Un compost en hiver, c’est souvent le moment où l’on doute : ça ne chauffe plus, ça semble « figé », et on craint les odeurs. Bonne nouvelle : la plupart des problèmes viennent de deux réglages faciles, pas du froid lui-même. — FAO
Pour des repères de base, on peut partir des ressources de ADEME et de guides pratiques de compostage à domicile, comme ceux proposés par l’EPA, qui rappellent les principes universels du mélange et de l’aération.

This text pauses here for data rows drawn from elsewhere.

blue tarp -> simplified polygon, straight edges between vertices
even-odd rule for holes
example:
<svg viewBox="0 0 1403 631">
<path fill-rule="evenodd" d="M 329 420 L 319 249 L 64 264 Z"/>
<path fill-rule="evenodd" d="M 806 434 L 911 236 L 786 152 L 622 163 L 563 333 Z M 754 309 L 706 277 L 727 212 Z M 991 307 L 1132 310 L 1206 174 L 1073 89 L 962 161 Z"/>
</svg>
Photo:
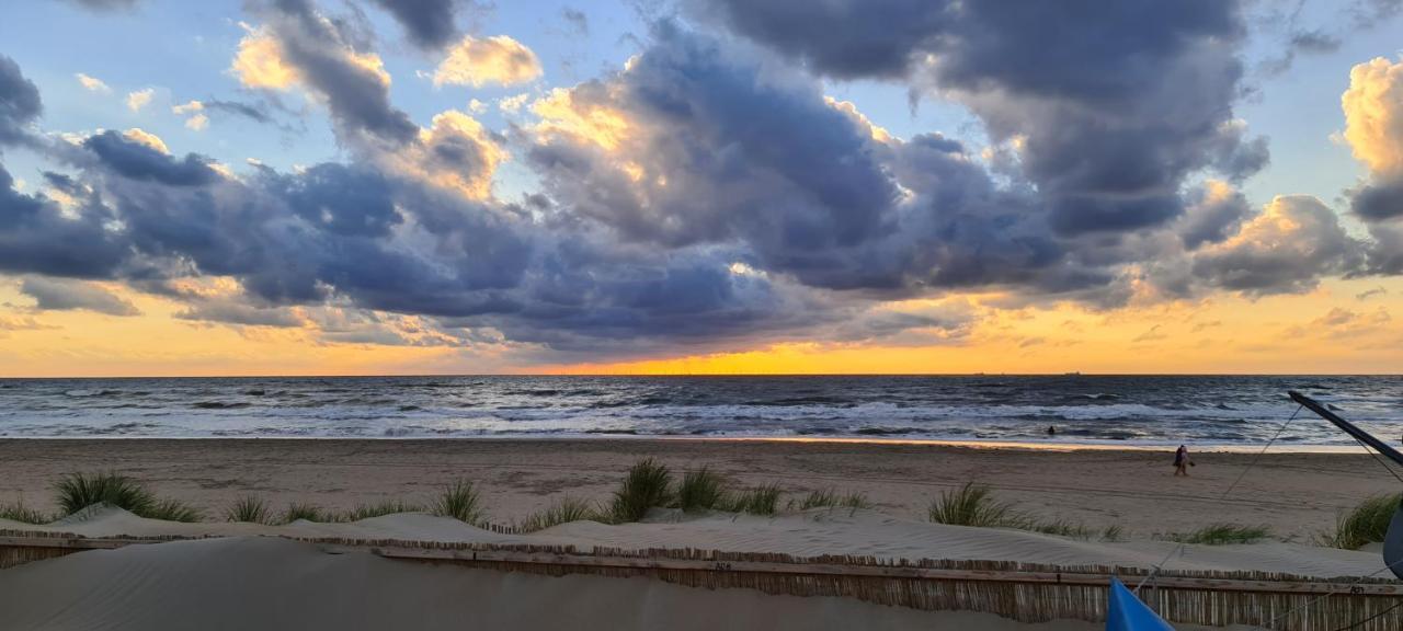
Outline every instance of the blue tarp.
<svg viewBox="0 0 1403 631">
<path fill-rule="evenodd" d="M 1111 576 L 1111 603 L 1106 609 L 1106 631 L 1174 631 L 1141 599 Z"/>
</svg>

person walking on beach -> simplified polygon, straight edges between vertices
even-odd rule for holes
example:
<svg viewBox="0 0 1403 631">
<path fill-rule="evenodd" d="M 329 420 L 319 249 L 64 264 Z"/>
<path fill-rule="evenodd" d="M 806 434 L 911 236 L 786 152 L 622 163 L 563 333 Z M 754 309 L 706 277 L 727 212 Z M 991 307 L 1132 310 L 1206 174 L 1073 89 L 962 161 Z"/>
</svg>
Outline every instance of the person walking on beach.
<svg viewBox="0 0 1403 631">
<path fill-rule="evenodd" d="M 1187 478 L 1188 467 L 1191 464 L 1194 464 L 1194 461 L 1188 459 L 1188 447 L 1180 445 L 1179 449 L 1174 450 L 1174 477 L 1177 478 L 1183 475 Z"/>
</svg>

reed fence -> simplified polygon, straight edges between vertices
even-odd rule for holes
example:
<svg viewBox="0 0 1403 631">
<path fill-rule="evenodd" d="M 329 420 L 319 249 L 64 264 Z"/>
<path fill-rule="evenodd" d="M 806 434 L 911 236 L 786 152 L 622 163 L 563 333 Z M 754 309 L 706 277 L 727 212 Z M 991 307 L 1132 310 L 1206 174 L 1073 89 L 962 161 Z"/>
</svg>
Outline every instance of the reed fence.
<svg viewBox="0 0 1403 631">
<path fill-rule="evenodd" d="M 0 568 L 84 550 L 189 537 L 77 537 L 0 530 Z M 648 576 L 704 589 L 758 589 L 790 596 L 854 597 L 919 610 L 992 613 L 1024 623 L 1103 621 L 1110 576 L 1128 585 L 1143 568 L 1054 566 L 1012 561 L 622 550 L 571 545 L 297 538 L 331 554 L 370 552 L 404 562 L 455 564 L 549 576 Z M 1243 624 L 1274 631 L 1403 630 L 1403 583 L 1382 578 L 1319 579 L 1275 572 L 1162 571 L 1142 596 L 1172 623 Z"/>
</svg>

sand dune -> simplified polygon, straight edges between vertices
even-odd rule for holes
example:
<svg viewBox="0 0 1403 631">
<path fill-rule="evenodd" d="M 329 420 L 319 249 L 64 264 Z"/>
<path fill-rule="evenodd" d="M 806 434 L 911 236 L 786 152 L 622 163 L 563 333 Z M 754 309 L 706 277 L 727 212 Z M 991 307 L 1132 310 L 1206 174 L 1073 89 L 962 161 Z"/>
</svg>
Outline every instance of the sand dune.
<svg viewBox="0 0 1403 631">
<path fill-rule="evenodd" d="M 1362 452 L 1273 449 L 1223 498 L 1254 454 L 1201 453 L 1186 480 L 1172 475 L 1170 453 L 1145 450 L 692 439 L 0 439 L 0 502 L 22 498 L 52 510 L 49 487 L 72 471 L 115 470 L 212 516 L 250 494 L 274 508 L 425 501 L 466 477 L 481 488 L 492 520 L 506 523 L 563 495 L 606 499 L 640 457 L 675 471 L 709 466 L 737 484 L 777 482 L 793 495 L 826 487 L 864 492 L 877 510 L 904 519 L 922 519 L 932 498 L 978 481 L 1020 510 L 1092 529 L 1120 526 L 1129 538 L 1236 522 L 1308 540 L 1333 527 L 1338 510 L 1397 487 Z"/>
<path fill-rule="evenodd" d="M 847 599 L 331 555 L 268 537 L 133 545 L 7 569 L 0 611 L 0 628 L 35 631 L 1033 628 Z"/>
<path fill-rule="evenodd" d="M 533 534 L 498 534 L 446 517 L 387 515 L 354 523 L 293 522 L 286 526 L 244 523 L 173 523 L 101 509 L 86 519 L 51 526 L 0 520 L 0 527 L 114 536 L 286 536 L 400 538 L 494 544 L 575 545 L 581 548 L 703 548 L 732 552 L 784 552 L 800 557 L 852 554 L 882 558 L 1020 561 L 1051 565 L 1121 565 L 1150 568 L 1179 548 L 1169 541 L 1100 543 L 1005 529 L 944 526 L 891 517 L 871 510 L 812 509 L 779 517 L 713 513 L 689 517 L 654 510 L 645 523 L 607 526 L 575 522 Z M 1383 569 L 1376 552 L 1281 541 L 1249 545 L 1184 545 L 1170 569 L 1243 569 L 1303 576 L 1365 576 Z"/>
<path fill-rule="evenodd" d="M 916 611 L 839 597 L 706 590 L 641 578 L 547 578 L 455 565 L 394 561 L 366 552 L 325 554 L 282 536 L 393 537 L 442 541 L 702 545 L 774 550 L 1141 564 L 1160 544 L 1086 544 L 1005 530 L 901 522 L 875 513 L 810 512 L 780 519 L 724 515 L 630 526 L 571 523 L 502 536 L 450 519 L 393 515 L 358 523 L 254 524 L 153 522 L 104 509 L 43 527 L 87 536 L 223 534 L 129 545 L 0 571 L 0 630 L 1045 630 L 1099 624 L 1020 624 L 968 611 Z M 666 517 L 661 515 L 658 517 Z M 0 522 L 0 527 L 20 526 Z M 261 536 L 255 536 L 261 534 Z M 1296 572 L 1365 572 L 1378 557 L 1289 544 L 1190 547 L 1180 566 L 1233 565 Z M 1193 627 L 1180 627 L 1193 628 Z"/>
</svg>

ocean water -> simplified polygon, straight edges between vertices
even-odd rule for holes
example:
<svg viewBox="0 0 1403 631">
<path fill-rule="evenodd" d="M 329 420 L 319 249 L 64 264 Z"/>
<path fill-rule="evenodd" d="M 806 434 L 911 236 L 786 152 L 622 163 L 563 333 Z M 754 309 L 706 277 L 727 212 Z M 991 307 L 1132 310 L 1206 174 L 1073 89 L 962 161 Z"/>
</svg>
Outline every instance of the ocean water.
<svg viewBox="0 0 1403 631">
<path fill-rule="evenodd" d="M 1389 440 L 1403 377 L 327 377 L 0 380 L 0 436 L 811 436 L 1260 445 L 1329 402 Z M 1056 436 L 1048 437 L 1047 428 Z M 1281 445 L 1352 445 L 1309 411 Z"/>
</svg>

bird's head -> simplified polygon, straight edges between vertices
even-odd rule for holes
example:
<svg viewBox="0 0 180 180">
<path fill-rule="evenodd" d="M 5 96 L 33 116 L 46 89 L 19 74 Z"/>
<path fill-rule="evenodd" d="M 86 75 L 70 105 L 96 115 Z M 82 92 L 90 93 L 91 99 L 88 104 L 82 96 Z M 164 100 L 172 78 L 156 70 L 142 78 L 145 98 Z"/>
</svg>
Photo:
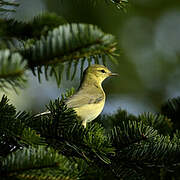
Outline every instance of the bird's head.
<svg viewBox="0 0 180 180">
<path fill-rule="evenodd" d="M 117 73 L 112 73 L 107 67 L 100 64 L 91 65 L 85 70 L 86 78 L 93 79 L 98 83 L 102 83 L 106 78 L 110 76 L 117 75 Z"/>
</svg>

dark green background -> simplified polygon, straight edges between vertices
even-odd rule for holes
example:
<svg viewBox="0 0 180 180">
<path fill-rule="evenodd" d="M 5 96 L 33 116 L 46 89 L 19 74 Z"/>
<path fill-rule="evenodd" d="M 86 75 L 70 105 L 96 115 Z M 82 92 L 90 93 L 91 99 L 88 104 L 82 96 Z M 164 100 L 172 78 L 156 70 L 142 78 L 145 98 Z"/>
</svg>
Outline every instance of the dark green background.
<svg viewBox="0 0 180 180">
<path fill-rule="evenodd" d="M 179 0 L 130 0 L 127 13 L 108 0 L 99 0 L 95 5 L 86 0 L 39 2 L 31 1 L 32 11 L 27 17 L 36 14 L 44 3 L 44 10 L 63 16 L 67 22 L 96 24 L 116 36 L 119 65 L 109 63 L 108 67 L 120 76 L 104 82 L 104 112 L 114 112 L 118 107 L 136 114 L 158 111 L 168 98 L 180 95 Z M 23 6 L 26 13 L 29 5 Z M 20 90 L 19 95 L 9 92 L 9 98 L 20 110 L 43 111 L 50 99 L 78 84 L 78 75 L 72 82 L 64 79 L 60 89 L 54 80 L 39 84 L 32 76 L 25 91 Z"/>
</svg>

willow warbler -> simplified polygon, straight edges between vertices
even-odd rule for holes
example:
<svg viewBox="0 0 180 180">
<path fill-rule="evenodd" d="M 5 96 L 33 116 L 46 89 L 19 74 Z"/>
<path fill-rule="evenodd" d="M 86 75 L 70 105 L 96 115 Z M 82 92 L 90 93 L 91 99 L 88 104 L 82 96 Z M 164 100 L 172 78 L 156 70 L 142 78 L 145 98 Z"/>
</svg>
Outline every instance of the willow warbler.
<svg viewBox="0 0 180 180">
<path fill-rule="evenodd" d="M 117 73 L 112 73 L 103 65 L 89 66 L 83 73 L 78 91 L 65 101 L 68 108 L 75 110 L 84 127 L 102 112 L 106 99 L 102 82 L 114 75 Z M 40 115 L 48 113 L 50 112 L 44 112 Z"/>
</svg>

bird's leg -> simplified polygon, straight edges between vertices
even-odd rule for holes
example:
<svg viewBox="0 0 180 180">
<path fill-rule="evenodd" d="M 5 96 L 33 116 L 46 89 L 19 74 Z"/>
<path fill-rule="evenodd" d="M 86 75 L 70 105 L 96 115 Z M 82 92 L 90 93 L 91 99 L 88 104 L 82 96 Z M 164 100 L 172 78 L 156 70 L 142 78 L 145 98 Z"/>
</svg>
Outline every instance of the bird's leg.
<svg viewBox="0 0 180 180">
<path fill-rule="evenodd" d="M 83 121 L 82 125 L 84 126 L 84 128 L 86 128 L 86 121 Z"/>
</svg>

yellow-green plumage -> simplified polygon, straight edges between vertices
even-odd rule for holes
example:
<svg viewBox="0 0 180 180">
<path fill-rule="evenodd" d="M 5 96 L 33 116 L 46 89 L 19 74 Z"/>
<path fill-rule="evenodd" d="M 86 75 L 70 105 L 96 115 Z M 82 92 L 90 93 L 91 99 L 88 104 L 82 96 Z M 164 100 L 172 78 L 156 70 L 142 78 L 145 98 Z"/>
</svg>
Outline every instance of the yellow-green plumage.
<svg viewBox="0 0 180 180">
<path fill-rule="evenodd" d="M 111 75 L 115 74 L 103 65 L 89 66 L 77 93 L 66 101 L 67 107 L 76 111 L 84 127 L 102 112 L 106 95 L 101 84 Z"/>
<path fill-rule="evenodd" d="M 84 71 L 78 91 L 66 100 L 67 107 L 75 110 L 84 127 L 102 112 L 106 99 L 102 82 L 112 75 L 117 74 L 112 73 L 103 65 L 94 64 L 89 66 Z M 44 112 L 36 116 L 49 113 Z"/>
</svg>

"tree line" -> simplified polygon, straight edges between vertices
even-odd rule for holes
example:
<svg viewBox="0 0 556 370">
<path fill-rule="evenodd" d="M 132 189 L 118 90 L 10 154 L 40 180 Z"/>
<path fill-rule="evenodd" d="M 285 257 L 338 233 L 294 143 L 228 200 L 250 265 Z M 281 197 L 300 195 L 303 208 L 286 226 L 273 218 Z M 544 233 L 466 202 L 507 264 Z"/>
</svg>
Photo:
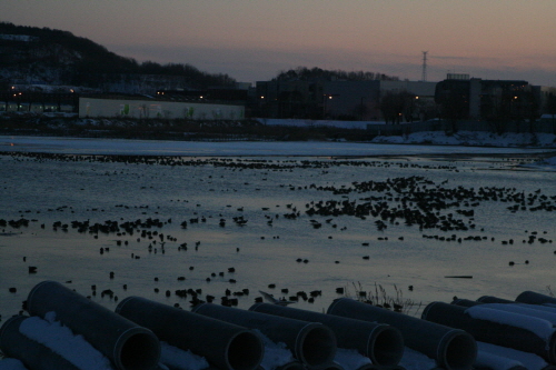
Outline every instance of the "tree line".
<svg viewBox="0 0 556 370">
<path fill-rule="evenodd" d="M 292 81 L 292 80 L 399 81 L 399 78 L 378 72 L 326 70 L 318 67 L 314 68 L 297 67 L 295 69 L 290 69 L 287 71 L 280 71 L 272 79 L 272 81 Z"/>
<path fill-rule="evenodd" d="M 6 58 L 0 58 L 0 69 L 18 70 L 23 66 L 34 71 L 57 64 L 61 70 L 59 83 L 97 87 L 102 80 L 121 79 L 123 74 L 158 74 L 185 77 L 191 88 L 205 89 L 209 86 L 231 86 L 236 80 L 225 73 L 207 73 L 188 63 L 160 64 L 153 61 L 138 62 L 109 51 L 87 38 L 76 37 L 69 31 L 0 22 L 0 34 L 24 34 L 38 41 L 21 42 L 1 40 Z M 11 47 L 11 48 L 10 48 Z M 10 56 L 10 49 L 17 51 Z M 61 49 L 61 50 L 60 50 Z M 60 63 L 63 56 L 63 66 Z"/>
</svg>

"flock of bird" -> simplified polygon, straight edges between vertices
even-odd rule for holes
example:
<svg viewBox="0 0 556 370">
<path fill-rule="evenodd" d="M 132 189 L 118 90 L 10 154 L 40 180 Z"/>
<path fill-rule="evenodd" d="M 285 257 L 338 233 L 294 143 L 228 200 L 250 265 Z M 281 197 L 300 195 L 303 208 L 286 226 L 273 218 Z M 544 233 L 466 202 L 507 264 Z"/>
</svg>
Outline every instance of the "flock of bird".
<svg viewBox="0 0 556 370">
<path fill-rule="evenodd" d="M 4 153 L 6 154 L 6 153 Z M 332 166 L 355 166 L 361 168 L 369 167 L 394 167 L 408 168 L 421 167 L 427 170 L 437 169 L 443 171 L 457 171 L 455 166 L 438 167 L 421 166 L 417 163 L 393 163 L 384 161 L 350 161 L 350 160 L 251 160 L 251 159 L 187 159 L 181 157 L 142 157 L 142 156 L 67 156 L 67 154 L 44 154 L 44 153 L 10 153 L 14 160 L 18 161 L 86 161 L 86 162 L 120 162 L 132 164 L 150 164 L 150 166 L 212 166 L 222 167 L 231 171 L 242 171 L 248 169 L 264 170 L 264 171 L 291 171 L 296 168 L 317 168 L 326 171 Z M 494 242 L 494 237 L 484 234 L 484 229 L 476 224 L 475 213 L 476 209 L 483 204 L 490 204 L 494 202 L 504 203 L 508 212 L 554 212 L 556 211 L 556 196 L 545 194 L 543 190 L 538 189 L 532 192 L 509 187 L 474 187 L 467 188 L 464 186 L 451 187 L 448 181 L 435 182 L 426 177 L 409 176 L 388 178 L 386 180 L 370 180 L 370 181 L 354 181 L 349 184 L 331 186 L 310 183 L 305 187 L 294 187 L 291 184 L 277 184 L 279 187 L 289 188 L 292 191 L 311 191 L 312 193 L 329 194 L 329 199 L 311 200 L 305 204 L 288 203 L 285 206 L 286 211 L 271 213 L 269 208 L 264 208 L 264 222 L 272 228 L 278 219 L 284 218 L 288 220 L 301 219 L 308 222 L 312 229 L 320 229 L 324 224 L 329 224 L 336 229 L 339 226 L 336 220 L 339 217 L 354 217 L 360 220 L 368 220 L 378 231 L 385 231 L 390 224 L 406 224 L 407 227 L 418 228 L 423 238 L 434 239 L 446 242 Z M 231 206 L 228 206 L 231 207 Z M 277 206 L 278 207 L 278 206 Z M 129 209 L 130 206 L 116 204 L 115 208 Z M 136 206 L 141 214 L 149 211 L 148 206 Z M 71 211 L 71 206 L 60 206 L 49 211 L 63 212 Z M 93 213 L 98 209 L 91 208 L 89 211 Z M 207 222 L 216 222 L 221 228 L 228 228 L 230 223 L 236 227 L 248 227 L 251 217 L 245 212 L 244 207 L 237 208 L 237 216 L 226 217 L 222 214 L 199 216 L 193 212 L 191 217 L 180 219 L 177 223 L 181 229 L 196 228 L 198 224 Z M 21 210 L 19 219 L 6 220 L 0 218 L 0 232 L 12 233 L 22 232 L 29 228 L 30 223 L 39 222 L 38 219 L 28 219 L 26 213 L 32 213 L 32 210 Z M 244 213 L 245 212 L 245 213 Z M 199 250 L 201 241 L 183 241 L 180 240 L 181 236 L 172 236 L 165 232 L 165 228 L 173 223 L 172 218 L 160 219 L 156 217 L 137 218 L 133 220 L 106 220 L 103 222 L 93 222 L 87 220 L 57 220 L 51 223 L 40 223 L 42 229 L 51 228 L 52 231 L 69 232 L 70 230 L 83 234 L 90 234 L 92 238 L 98 239 L 99 234 L 116 237 L 116 247 L 128 246 L 130 242 L 143 243 L 145 253 L 166 253 L 168 248 L 172 248 L 179 252 L 187 252 L 189 248 Z M 346 230 L 347 227 L 340 227 L 339 230 Z M 469 236 L 468 232 L 476 232 Z M 526 231 L 527 239 L 524 243 L 552 243 L 547 231 Z M 460 233 L 459 236 L 457 233 Z M 479 234 L 480 233 L 480 234 Z M 279 236 L 274 238 L 278 239 Z M 329 236 L 329 239 L 332 237 Z M 261 237 L 265 239 L 265 237 Z M 394 239 L 394 238 L 393 238 Z M 404 241 L 404 237 L 395 237 L 398 241 Z M 387 241 L 388 237 L 380 237 L 378 241 Z M 513 239 L 502 240 L 502 244 L 514 243 Z M 363 242 L 363 247 L 368 247 L 368 242 Z M 236 249 L 240 252 L 240 249 Z M 110 247 L 99 248 L 100 254 L 110 252 Z M 556 253 L 556 251 L 555 251 Z M 137 260 L 141 258 L 141 253 L 133 252 L 130 256 Z M 363 259 L 369 259 L 368 254 L 363 256 Z M 26 261 L 26 257 L 23 257 Z M 308 263 L 307 258 L 298 258 L 297 262 Z M 339 263 L 339 261 L 335 261 Z M 528 262 L 528 261 L 527 261 Z M 515 264 L 509 261 L 509 266 Z M 193 266 L 189 268 L 191 271 Z M 40 271 L 40 266 L 30 266 L 29 273 L 37 273 Z M 215 279 L 224 280 L 230 284 L 236 284 L 237 280 L 234 277 L 235 268 L 230 267 L 228 271 L 215 271 L 207 276 L 205 280 L 210 282 Z M 109 278 L 117 279 L 117 271 L 110 271 Z M 186 277 L 176 277 L 178 281 L 185 281 Z M 156 278 L 158 281 L 158 278 Z M 231 288 L 231 286 L 230 286 Z M 240 297 L 250 294 L 248 288 L 232 290 L 227 288 L 220 296 L 220 303 L 225 306 L 237 306 Z M 268 289 L 275 289 L 276 284 L 269 284 Z M 126 290 L 127 286 L 122 286 Z M 336 291 L 340 293 L 340 288 Z M 410 287 L 413 290 L 413 286 Z M 17 291 L 16 287 L 9 287 L 10 292 Z M 89 297 L 97 296 L 97 284 L 91 286 Z M 187 289 L 160 289 L 155 288 L 156 292 L 163 292 L 166 297 L 176 296 L 179 299 L 187 299 L 190 304 L 198 304 L 200 302 L 212 302 L 217 299 L 215 294 L 203 294 L 201 288 L 187 288 Z M 287 288 L 282 288 L 280 293 L 281 298 L 275 298 L 272 293 L 260 291 L 261 296 L 255 298 L 255 301 L 267 299 L 277 304 L 290 304 L 299 299 L 307 302 L 314 302 L 315 299 L 321 296 L 320 290 L 310 292 L 298 291 L 289 293 Z M 341 291 L 344 293 L 344 291 Z M 111 300 L 118 300 L 118 296 L 110 289 L 100 290 L 101 298 L 107 297 Z M 176 303 L 179 307 L 179 303 Z"/>
</svg>

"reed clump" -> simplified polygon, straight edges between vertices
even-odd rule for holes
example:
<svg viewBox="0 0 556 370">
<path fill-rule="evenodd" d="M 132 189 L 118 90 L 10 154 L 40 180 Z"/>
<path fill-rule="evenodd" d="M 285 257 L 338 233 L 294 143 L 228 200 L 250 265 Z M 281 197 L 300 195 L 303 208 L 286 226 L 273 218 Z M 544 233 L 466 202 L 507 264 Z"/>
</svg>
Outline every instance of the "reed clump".
<svg viewBox="0 0 556 370">
<path fill-rule="evenodd" d="M 359 281 L 353 282 L 351 287 L 346 286 L 344 289 L 344 297 L 408 316 L 416 316 L 423 307 L 423 302 L 404 298 L 404 292 L 396 284 L 394 284 L 394 293 L 390 294 L 376 282 L 375 287 L 368 290 L 364 289 Z"/>
</svg>

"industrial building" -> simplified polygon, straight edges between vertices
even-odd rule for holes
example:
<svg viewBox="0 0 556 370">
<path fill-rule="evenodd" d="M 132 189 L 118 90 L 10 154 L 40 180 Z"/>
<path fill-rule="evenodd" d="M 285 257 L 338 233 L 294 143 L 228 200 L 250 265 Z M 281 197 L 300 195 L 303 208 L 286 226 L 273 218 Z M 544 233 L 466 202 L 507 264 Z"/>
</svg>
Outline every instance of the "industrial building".
<svg viewBox="0 0 556 370">
<path fill-rule="evenodd" d="M 195 100 L 165 100 L 148 97 L 80 97 L 79 117 L 163 118 L 236 120 L 245 118 L 245 103 Z"/>
</svg>

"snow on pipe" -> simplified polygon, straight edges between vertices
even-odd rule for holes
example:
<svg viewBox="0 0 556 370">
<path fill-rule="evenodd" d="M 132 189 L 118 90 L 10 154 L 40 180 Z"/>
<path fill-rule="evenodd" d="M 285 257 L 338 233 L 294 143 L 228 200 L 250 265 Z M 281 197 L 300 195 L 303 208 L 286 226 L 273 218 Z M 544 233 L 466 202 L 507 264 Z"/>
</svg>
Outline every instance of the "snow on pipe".
<svg viewBox="0 0 556 370">
<path fill-rule="evenodd" d="M 288 363 L 277 367 L 274 370 L 305 370 L 305 367 L 299 361 L 290 361 Z"/>
<path fill-rule="evenodd" d="M 459 306 L 459 307 L 474 307 L 484 304 L 483 302 L 471 301 L 470 299 L 456 298 L 451 301 L 450 304 Z"/>
<path fill-rule="evenodd" d="M 334 331 L 339 348 L 357 349 L 377 366 L 396 366 L 404 354 L 404 337 L 393 326 L 269 303 L 256 303 L 249 310 L 320 322 Z"/>
<path fill-rule="evenodd" d="M 0 350 L 33 370 L 79 370 L 75 364 L 50 348 L 26 337 L 19 331 L 26 316 L 14 316 L 0 328 Z"/>
<path fill-rule="evenodd" d="M 270 340 L 284 342 L 294 357 L 309 368 L 321 368 L 332 362 L 336 354 L 336 337 L 332 330 L 318 322 L 281 318 L 212 303 L 199 304 L 192 311 L 249 329 L 258 329 Z"/>
<path fill-rule="evenodd" d="M 489 352 L 478 351 L 476 370 L 527 370 L 522 362 Z"/>
<path fill-rule="evenodd" d="M 556 307 L 556 298 L 536 293 L 534 291 L 524 291 L 523 293 L 517 296 L 516 302 Z"/>
<path fill-rule="evenodd" d="M 152 331 L 92 302 L 56 281 L 34 286 L 27 299 L 29 313 L 57 319 L 109 358 L 118 370 L 152 370 L 160 342 Z"/>
<path fill-rule="evenodd" d="M 429 303 L 423 319 L 466 330 L 476 340 L 540 356 L 556 363 L 556 336 L 550 322 L 479 304 L 470 308 Z"/>
<path fill-rule="evenodd" d="M 515 303 L 515 301 L 510 301 L 509 299 L 503 299 L 493 296 L 483 296 L 477 298 L 477 302 L 481 303 Z"/>
<path fill-rule="evenodd" d="M 458 299 L 458 300 L 455 300 L 454 302 L 451 302 L 451 304 L 464 306 L 464 307 L 477 306 L 477 304 L 471 304 L 470 302 L 474 302 L 474 301 L 469 301 L 466 299 L 461 299 L 461 300 Z M 550 304 L 550 303 L 547 303 L 547 306 L 530 304 L 530 303 L 510 301 L 507 299 L 496 298 L 496 297 L 492 297 L 492 296 L 483 296 L 483 297 L 477 299 L 476 303 L 504 303 L 504 304 L 508 304 L 508 307 L 517 306 L 517 307 L 523 307 L 523 308 L 527 308 L 527 309 L 535 310 L 535 311 L 550 312 L 550 313 L 556 314 L 556 306 Z M 488 306 L 485 306 L 485 307 L 488 307 Z M 510 310 L 510 309 L 508 309 L 508 310 Z M 539 316 L 538 313 L 533 313 L 533 312 L 530 314 L 536 316 L 536 317 Z"/>
<path fill-rule="evenodd" d="M 399 312 L 358 302 L 336 299 L 328 313 L 374 322 L 388 323 L 404 336 L 407 347 L 436 360 L 446 370 L 469 370 L 477 356 L 474 338 L 464 330 L 413 318 Z"/>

En hiver, on produit souvent plus de déchets humides (épluchures, restes de cuisine). Si tu ajoutes du « vert » sans matière sèche, tu crées une masse compacte, humide, qui fermente mal et peut sentir.
Le geste qui change tout : chaque apport de cuisine est recouvert d’une couche de « brun » (feuilles mortes, broyat, carton brun non imprimé, sciure propre). Des repères de bonnes pratiques sont régulièrement relayés via des réseaux comme Réseau Compost Citoyen.
Si ton compost est déjà trop humide, ajoute du brun en quantité, mélange doucement, et laisse respirer. Le froid ralentit la décomposition, mais l’équilibre des matières reste ton meilleur levier.

Les nuisibles viennent surtout quand la nourriture est accessible et que ça sent fort. Enterrer les apports et couvrir de brun réduit fortement l’attraction. Un couvercle ou une protection adaptée aide aussi, surtout en zone urbaine.
Pour l’aération : un brassage léger toutes les une à deux semaines suffit. Si c’est une masse lourde et collante, c’est un signal : manque de brun et manque d’air. Des collectivités publient aussi des conseils simples sur leurs portails environnement, et tu peux trouver des repères généraux sur Ministère de la Transition écologique.
Pour l’humidité, pense « éponge essorée ». Trop sec : ça se bloque. Trop humide : ça anaérobie. Le bon niveau se vérifie à la main avec des gants, sans chercher la perfection.

Si ça sent : ajoute du brun, mélange, et laisse respirer. Si c’est trop sec : ajoute un peu de vert ou un léger arrosage, puis couvre de brun. Si tu vois beaucoup de moucherons : enterre mieux les apports et couvre systématiquement.
Un compost d’hiver peut rester « tiède » et lent, c’est normal. Ce qui compte, c’est la régularité des apports et la stabilité du mélange, pas une montée en température spectaculaire.
Pour aller plus loin côté prévention des déchets et gestes utiles, tu peux aussi t’appuyer sur les ressources pédagogiques de Zero Waste France et garder une règle simple : brun, air, couverture, et patience.